Create a collection (or index) configured for your embedding dimensions and similarity metric (cosine similarity is the default for most embedding models). Configure metadata fields that you want to filter on during retrieval.

Step 5: Build the Indexing Pipeline

Create a script or service that processes your document collection through the full indexing flow: load each document, chunk it, embed each chunk, and upsert the embeddings with their metadata into the vector database. For small collections (under 10,000 chunks), a simple script that processes documents sequentially works fine. For larger collections, batch the embedding API calls and parallelize the ingestion.

Track which documents have been indexed and their version hashes so you can detect changes and re-index only modified documents on subsequent runs. This incremental indexing approach keeps the knowledge base current without re-processing the entire collection every time.

Step 6: Build the Query Pipeline

The query pipeline handles real-time user requests. It embeds the user query using the same model, searches the vector database for the top-k most similar chunks (start with k=5), assembles the retrieved chunks into a context string, constructs a prompt with the context and the user question, and sends the prompt to the language model for generation.

The system prompt should instruct the model to answer based on the provided context, cite which chunks informed its answer, and indicate when the context does not contain sufficient information. A good starting prompt: "Answer the following question using only the provided context. If the context does not contain the answer, say so. Cite the source for each claim."

Step 7: Add Reranking and Hybrid Search

Once the basic pipeline works, improve retrieval quality by adding two enhancements. First, add keyword search (BM25) alongside vector search and merge results using reciprocal rank fusion. This catches exact term matches that embedding models may miss. Second, add a cross-encoder reranker (Cohere Rerank, Jina Reranker, or an open-source model) that rescores the top 20-50 initial results for more accurate relevance ranking.

These two additions typically provide the largest quality improvement over the basic pipeline, especially for queries containing specific names, product codes, or technical identifiers that embedding models handle poorly.

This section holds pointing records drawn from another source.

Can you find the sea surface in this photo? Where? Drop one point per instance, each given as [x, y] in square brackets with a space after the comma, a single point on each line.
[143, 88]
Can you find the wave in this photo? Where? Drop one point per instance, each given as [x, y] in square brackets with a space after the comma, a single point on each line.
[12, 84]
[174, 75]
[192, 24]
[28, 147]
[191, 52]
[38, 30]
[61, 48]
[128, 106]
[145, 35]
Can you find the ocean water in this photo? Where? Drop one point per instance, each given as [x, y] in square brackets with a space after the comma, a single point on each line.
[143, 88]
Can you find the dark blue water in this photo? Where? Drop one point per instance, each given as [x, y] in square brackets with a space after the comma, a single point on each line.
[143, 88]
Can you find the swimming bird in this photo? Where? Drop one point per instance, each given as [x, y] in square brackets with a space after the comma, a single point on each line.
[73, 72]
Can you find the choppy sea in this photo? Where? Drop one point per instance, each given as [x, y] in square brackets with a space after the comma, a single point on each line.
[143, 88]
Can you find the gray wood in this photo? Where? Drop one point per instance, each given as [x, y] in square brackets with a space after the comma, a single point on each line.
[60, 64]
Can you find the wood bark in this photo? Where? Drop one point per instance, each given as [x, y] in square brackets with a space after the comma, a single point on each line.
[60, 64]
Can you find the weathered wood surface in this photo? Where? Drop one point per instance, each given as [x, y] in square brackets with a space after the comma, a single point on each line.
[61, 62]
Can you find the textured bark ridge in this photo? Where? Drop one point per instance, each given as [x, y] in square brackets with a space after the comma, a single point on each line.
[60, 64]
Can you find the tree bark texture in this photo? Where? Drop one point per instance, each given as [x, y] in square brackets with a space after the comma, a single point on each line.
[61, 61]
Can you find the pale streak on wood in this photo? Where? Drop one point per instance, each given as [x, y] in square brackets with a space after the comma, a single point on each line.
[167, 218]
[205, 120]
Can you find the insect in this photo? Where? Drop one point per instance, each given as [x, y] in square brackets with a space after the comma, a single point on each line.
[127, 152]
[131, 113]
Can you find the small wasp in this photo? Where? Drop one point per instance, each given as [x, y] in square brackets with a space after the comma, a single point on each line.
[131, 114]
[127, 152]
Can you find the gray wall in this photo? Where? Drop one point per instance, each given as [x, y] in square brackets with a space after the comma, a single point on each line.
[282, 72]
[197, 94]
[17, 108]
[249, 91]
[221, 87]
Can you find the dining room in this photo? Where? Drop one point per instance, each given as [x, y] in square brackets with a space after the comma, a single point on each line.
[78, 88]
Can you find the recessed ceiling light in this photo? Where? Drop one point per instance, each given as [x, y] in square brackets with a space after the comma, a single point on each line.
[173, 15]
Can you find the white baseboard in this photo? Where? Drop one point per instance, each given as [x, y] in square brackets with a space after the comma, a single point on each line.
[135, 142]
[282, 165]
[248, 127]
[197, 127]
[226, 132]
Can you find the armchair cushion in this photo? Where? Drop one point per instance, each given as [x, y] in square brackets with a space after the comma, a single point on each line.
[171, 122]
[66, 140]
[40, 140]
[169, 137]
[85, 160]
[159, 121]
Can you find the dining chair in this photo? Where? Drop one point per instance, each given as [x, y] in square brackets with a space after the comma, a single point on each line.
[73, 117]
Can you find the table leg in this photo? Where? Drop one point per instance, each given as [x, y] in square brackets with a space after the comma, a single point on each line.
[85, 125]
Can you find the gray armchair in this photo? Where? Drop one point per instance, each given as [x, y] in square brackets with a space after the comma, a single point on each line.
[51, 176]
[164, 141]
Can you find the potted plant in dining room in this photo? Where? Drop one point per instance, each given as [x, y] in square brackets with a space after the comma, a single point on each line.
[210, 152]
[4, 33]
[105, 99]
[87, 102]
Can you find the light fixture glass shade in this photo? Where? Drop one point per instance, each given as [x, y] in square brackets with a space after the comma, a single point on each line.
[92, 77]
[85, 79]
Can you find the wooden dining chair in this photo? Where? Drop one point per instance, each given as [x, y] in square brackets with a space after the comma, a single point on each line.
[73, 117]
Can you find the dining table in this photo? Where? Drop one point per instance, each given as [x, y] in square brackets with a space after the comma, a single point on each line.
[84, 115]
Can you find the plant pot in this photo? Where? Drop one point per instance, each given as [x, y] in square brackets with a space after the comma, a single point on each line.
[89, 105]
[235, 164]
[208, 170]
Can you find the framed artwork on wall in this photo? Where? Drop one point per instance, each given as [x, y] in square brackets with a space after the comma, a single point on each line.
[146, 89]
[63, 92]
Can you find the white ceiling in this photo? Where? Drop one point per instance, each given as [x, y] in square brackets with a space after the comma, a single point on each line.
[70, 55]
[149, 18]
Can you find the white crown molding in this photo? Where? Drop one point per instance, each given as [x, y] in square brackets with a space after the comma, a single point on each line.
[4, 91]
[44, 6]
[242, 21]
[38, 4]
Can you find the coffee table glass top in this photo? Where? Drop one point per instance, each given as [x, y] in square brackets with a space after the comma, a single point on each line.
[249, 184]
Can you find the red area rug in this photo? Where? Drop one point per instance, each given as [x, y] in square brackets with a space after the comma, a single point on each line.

Step 8: Evaluate and Iterate

Build an evaluation set of 50-100 representative queries paired with their correct source documents. Measure recall at 5, precision at 5, and faithfulness. These baseline metrics tell you where to focus optimization. Low recall means your retriever is missing documents (try different chunk sizes or embedding models). Low precision means too many irrelevant chunks reach the generator (add reranking, reduce top-k). Low faithfulness means the generator is not using the context properly (revise the system prompt, try a different model).

Iterate on one component at a time, measuring the impact of each change against your evaluation set. This disciplined approach prevents the common trap of making multiple changes simultaneously and not knowing which one helped or hurt.

Deployment and Monitoring

Once your pipeline passes evaluation, deploy it as a service with clear API boundaries between components. Separate the indexing pipeline (batch processing, runs on schedule or triggered by document changes) from the query pipeline (real-time, handles user requests). This separation lets you update the knowledge base without disrupting query handling and allows each pipeline to scale independently based on its specific resource demands.

Monitor query latency, retrieval result counts, and generation quality in production. Log the full pipeline execution for each query: the raw query, the embedding, the retrieved chunks with their scores, the assembled prompt, and the generated response. These logs enable debugging when users report incorrect answers and provide data for expanding your evaluation set with real-world query patterns.

Key Takeaway

Build the simplest possible pipeline first (chunk, embed, search, generate), measure its quality, then add complexity (hybrid search, reranking, query rewriting) based on where the metrics show the system underperforming. The best RAG systems are built incrementally, not designed all at once.